Pascal Marty e Luiz Eduardo Batalha
Pascal Marty e Luiz Eduardo Batalha

Agora que decidiu investir fortemente nos vinhos gaúchos, Batalha não pestanejou na necessidade de ter um consultor estrangeiro para o seu projeto. “O Galvão Bueno contratou o (Roberto) Cipresso quando começou com seus vinhos. A visão de um profissional com experiência em vários mercados faz diferença”, defende o empresário. A decisão por um consultor estrangeiro não diminui a importância do enólogo brasileiro, mas traz uma visão e um conhecimento externo que só contribui para a melhora do vinho nacional.

Miolo e Galvão Bueno não são os únicos a tomarem este caminho. Os vinhos da paulista Guaspari são elaborados pelo enólogo norte-americano Gustavo Gonzales, e a Casa Tés, também na Serra da Mantiqueira, tem o enólogo Pierre Lurton, dos franceses Cheval Blanc e Château D’Yquem, como mestre dos seus blends, por exemplo.

Com essa filosofia, Batalha delegou ao executivo Pedro Melo, seu sócio na vinícola Cerro de Pedra, a função de encontrar um enólogo capaz de trazer a experiência internacional e o conhecimento da viticultura para o novo projeto. Melo visitou vinícolas no Chile e na Argentina, na América do Sul, e Espanha, na Itália e na França, na Europa, até chegar ao nome de Marty e provar os vinhos que o enólogo elabora no Chile.

Experiência

O enólogo Pascal marty, em apresentação em São Paulo
O enólogo Pascal marty, em apresentação em São Paulo

Marty tem a experiência de ter implementado o projeto Opus One, nos Estados Unidos, e o Almaviva, no Chile, as duas vinícolas do grupo bordalês Baron Philippe de Rothschild. E será o responsável por implementar o Grand Terroir 31, desde o início, com o cargo de diretor de enologia. O projeto nasce com 15 hectares de vinhedos já implementados na Campanha Gaúcha, que atualmente dão origem aos rótulos das vinícolas Cerro de Pedra e Batalha. E terá mais 49 hectares de vinhedos em uma nova propriedade em Bagé, na fronteira com o Uruguai. Com uma área de 100 hectares, o projeto inclui vinhedos e olivais, com suas respectivas vinícola e lagar, além de um condomínio fechado, um hotel e um campo de golfe.

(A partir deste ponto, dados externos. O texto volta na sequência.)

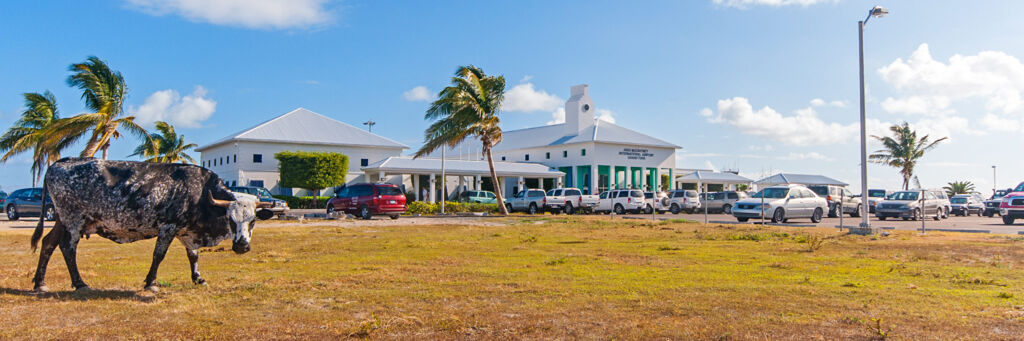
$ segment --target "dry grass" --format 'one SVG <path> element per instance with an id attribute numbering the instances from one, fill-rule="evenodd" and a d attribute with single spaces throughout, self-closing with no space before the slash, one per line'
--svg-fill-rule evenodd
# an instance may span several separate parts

Os 49 hectares de vinhedos serão microlotes de 1 hectare, comercializados para interessados em investir em ter o seu próprio vinho (o valor de cada hectare não está definido, mas deve ficar ao redor de R$ 2,5 milhões). A definição da variedade e do plantio caberá a Marty. O proprietário poderá optar por ter o seu próprio vinho ou deixar as uvas para o projeto.

Os vinhos das vinícolas Batalha e Cerro de Pedra, que ganham a consultoria de Pascal Marty
Os vinhos das vinícolas Batalha e Cerro de Pedra, que ganham a consultoria de Pascal Marty

Em passagem por São Paulo, Marty conta quais foram os dois fatores principais para aceitar o projeto. Primeiro, uma atração pelo terroir do sul do Brasil, que ele já conhece – em meados dos anos 2010, o enólogo chegou a ser consultor da vinícola Peterlongo, em um projeto que não deu certo pelas brigas entre os dois sócios brasileiros. “O clima do sul do Brasil não é fácil, mas é um desafio que me interessa pelas mudanças climáticas”, afirma ele.

O segundo ponto foi o próprio Batalha. “Este personagem tem uma visão de longo prazo. Ele me lembra muito o Baron Philippe de Rothschild que nesta idade começou um projeto novo, o Opus One, sabendo que vinho não é um negócio de resultados imediatos”, afirma Marty.

Agora é esperar pelos vinhos. A meta, conta o enólogo francês, é focar em vinhos de alta gama. “Seremos criativos e vamos nos diferenciar no mercado”, conclui Marty.